Automatic weather stations (AWS) currently provide the only year-round, continuous direct measurements of near-surface weather on the interior West Antarctic ice sheet. Unfortunately, many records are relatively short (less than 10 years) and/or incomplete due to the harsh climate. Multilayer feed-forward (FF) ANNs can address these problems through their ability to downscale GCM-scale meteorological data sets (e.g., ECMWF reanalysis products) to the AWS observations. FFANNs have successfully predicted AWS surface data (temperature, pressure) at multiple sites in West Antarctica using large-scale features of the atmosphere (e.g., 500 mb geopotential height) from a region around each AWS. Our results for temperature prediction are approximately equal to those from a satellite-based methodology but with no exposure to problems from surface melt events or sensor changes. Similarly, the significant biases seen in ECMWF surface temperatures are absent from our predictions.
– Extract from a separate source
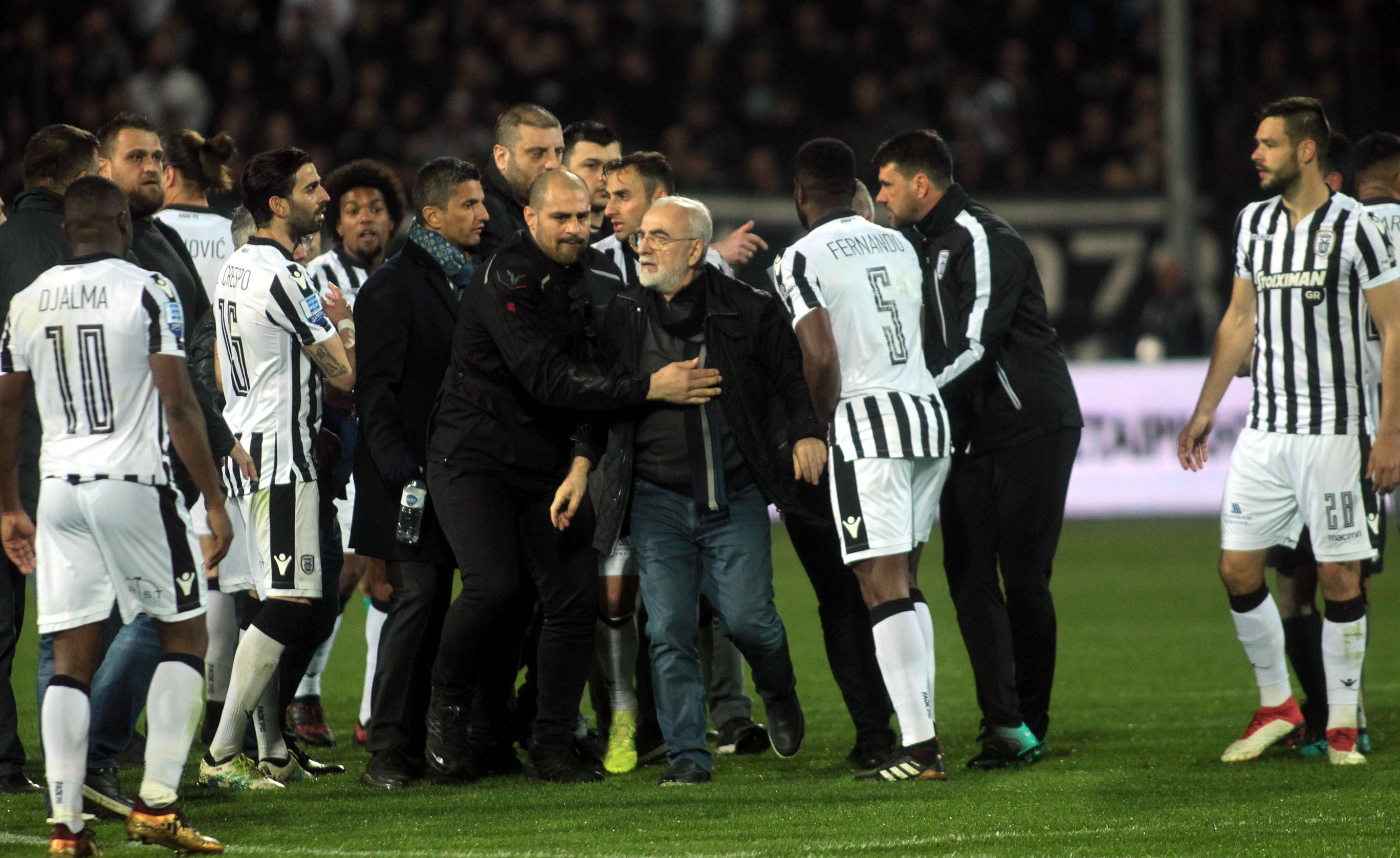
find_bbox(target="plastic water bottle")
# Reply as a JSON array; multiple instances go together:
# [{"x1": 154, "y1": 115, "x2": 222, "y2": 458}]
[{"x1": 399, "y1": 477, "x2": 428, "y2": 546}]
Previously infeasible climatological studies become possible with complete (1979-93) records from multiple AWS sites. For example, annual temperature anomalies show values significantly above average in 1980 at all sites (Siple Station, Byrd, Lettau, Elaine, Marilyn, Ferrell). Anomalously cold values follow two years later on the Ross ice shelf and three years later for the sites on the West Antarctic ice sheet (Byrd and Siple Station). Principal component analysis also suggests significant differences both between the ice-shelf and ice-sheet sites and between the two ice-sheet sites.
Self-organizing maps (SOMs), a second ANN technique, have proved useful for analysis of synoptic-scale circulation in temperate latitudes. The use of SOMs allows development of synoptic climatologies with an arbitrary number of smoothly transitioning climate states, in contrast to traditional synoptic classification techniques. Results from SOM analyses are applicable both to the ice core interpretation problem and to studies of global climate change. SOM-derived maps of synoptic variables such as temperature and geopotential height can be compared to ice core data to examine the relationship between the proxy and the atmosphere. Climate change can be studied by looking at how state transitions evolve over time. We anticipate new insights and improved ice-core interpretations from application of SOMs to the West Antarctic atmosphere.